Ten sezon nie układa się po myśli Saints, tydzień temu pozwolili zdobyć swoją twierdzę Superdome, ale i tak są pierwsi w NFC South i w całkiem komfortowej sytuacji w wyścigu po miejsce w playoffach. Bengals są jedną z najbardziej nierównych ekip w lidze, zwłaszcza w prime timie.

Ofensywa Saints z Jimmim Grahamem, Drew Breesem i Markiem Ingramem moim zdaniem okaże się za mocna dla Bengals, którzy w tym sezonie oddają 391,9 jarda/mecz. Tylko Falcons i Giants są słabsi.

 

San Francisco 49ers (5-4) @ New York Giants (3-6) (niedziela, 19:00)

Mimo wszystkich problemów, zwłaszcza z defensywą, Niners pozostają w walce o playoffy. Tymczasem Giants już swoją szansę zaprzepaścili. Jednak jedno Giants trzeba przyznać: potrafią grać rolę spoilera.
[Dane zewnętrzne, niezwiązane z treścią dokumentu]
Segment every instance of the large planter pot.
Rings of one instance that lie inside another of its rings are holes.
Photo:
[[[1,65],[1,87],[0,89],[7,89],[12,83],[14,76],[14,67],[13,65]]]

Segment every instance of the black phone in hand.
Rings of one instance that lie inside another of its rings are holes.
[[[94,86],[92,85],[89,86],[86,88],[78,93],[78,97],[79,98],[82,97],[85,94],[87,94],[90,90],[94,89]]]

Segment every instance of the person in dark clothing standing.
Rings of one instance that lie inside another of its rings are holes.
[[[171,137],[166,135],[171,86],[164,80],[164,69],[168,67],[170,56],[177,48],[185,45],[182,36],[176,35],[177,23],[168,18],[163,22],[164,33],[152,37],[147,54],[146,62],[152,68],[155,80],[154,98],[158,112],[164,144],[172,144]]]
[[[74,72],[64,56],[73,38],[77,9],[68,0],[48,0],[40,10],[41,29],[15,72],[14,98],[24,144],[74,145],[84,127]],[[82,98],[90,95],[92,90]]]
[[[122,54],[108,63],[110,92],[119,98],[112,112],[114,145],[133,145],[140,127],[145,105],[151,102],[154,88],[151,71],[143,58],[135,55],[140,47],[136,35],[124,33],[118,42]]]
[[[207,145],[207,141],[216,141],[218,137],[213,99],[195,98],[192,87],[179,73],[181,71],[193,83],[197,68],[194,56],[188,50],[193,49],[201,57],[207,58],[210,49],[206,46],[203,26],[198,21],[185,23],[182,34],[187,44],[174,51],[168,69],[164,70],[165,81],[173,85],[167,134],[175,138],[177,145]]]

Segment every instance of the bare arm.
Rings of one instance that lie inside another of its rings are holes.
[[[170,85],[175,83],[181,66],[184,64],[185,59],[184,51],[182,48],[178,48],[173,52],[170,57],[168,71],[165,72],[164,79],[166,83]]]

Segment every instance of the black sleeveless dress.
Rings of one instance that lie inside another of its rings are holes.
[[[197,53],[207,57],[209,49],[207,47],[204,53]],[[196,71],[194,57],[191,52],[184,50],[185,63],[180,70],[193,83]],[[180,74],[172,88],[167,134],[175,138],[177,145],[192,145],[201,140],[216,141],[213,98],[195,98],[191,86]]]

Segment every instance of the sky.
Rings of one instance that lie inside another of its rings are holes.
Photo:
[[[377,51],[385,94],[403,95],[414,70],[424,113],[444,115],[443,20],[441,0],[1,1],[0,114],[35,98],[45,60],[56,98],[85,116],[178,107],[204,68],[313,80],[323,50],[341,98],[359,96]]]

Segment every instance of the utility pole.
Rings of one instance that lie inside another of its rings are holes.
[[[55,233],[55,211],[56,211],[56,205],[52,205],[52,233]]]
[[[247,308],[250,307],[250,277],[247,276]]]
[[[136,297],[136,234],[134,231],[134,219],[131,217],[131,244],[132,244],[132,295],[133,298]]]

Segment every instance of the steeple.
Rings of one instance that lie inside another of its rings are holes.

I stawiam na to, że w tym tygodniu zepsują niedzielę fanom 49ers.

Nie mam do tego żadnych racjonalnych przesłanek. Wręcz przeciwnie, Giants grają słabo (może za wyjątkiem Eli Manninga i Odella Beckhama), oddają najwięcej jardów w lidze, a w zeszłym tygodniu przebiegli się po nich fizyczny running back i młody biegający quarterback (brzmi znajomo?). Dodatkowo 49ers wreszcie odzyskają Aldona Smitha, który wraca z zawieszenia za swoje międzysezonowe wybryki.

Ciekawe czy moje przeczucie się sprawdzi 😉

 

Denver Broncos (7-2) @ St. Louis Rams (3-6) (niedziela, 19:00)

Jeśli już przy spojlerach jesteśmy, to żadna drużyna nie sprawdza się w roli słabeusza, który napędza stracha faworytom tak dobrze, jak Rams. To drużyna która wygrała z Seahawks i 49ers, a także zmusiła do poważnego wysiłku Eagles, Cowboys i Cardinals.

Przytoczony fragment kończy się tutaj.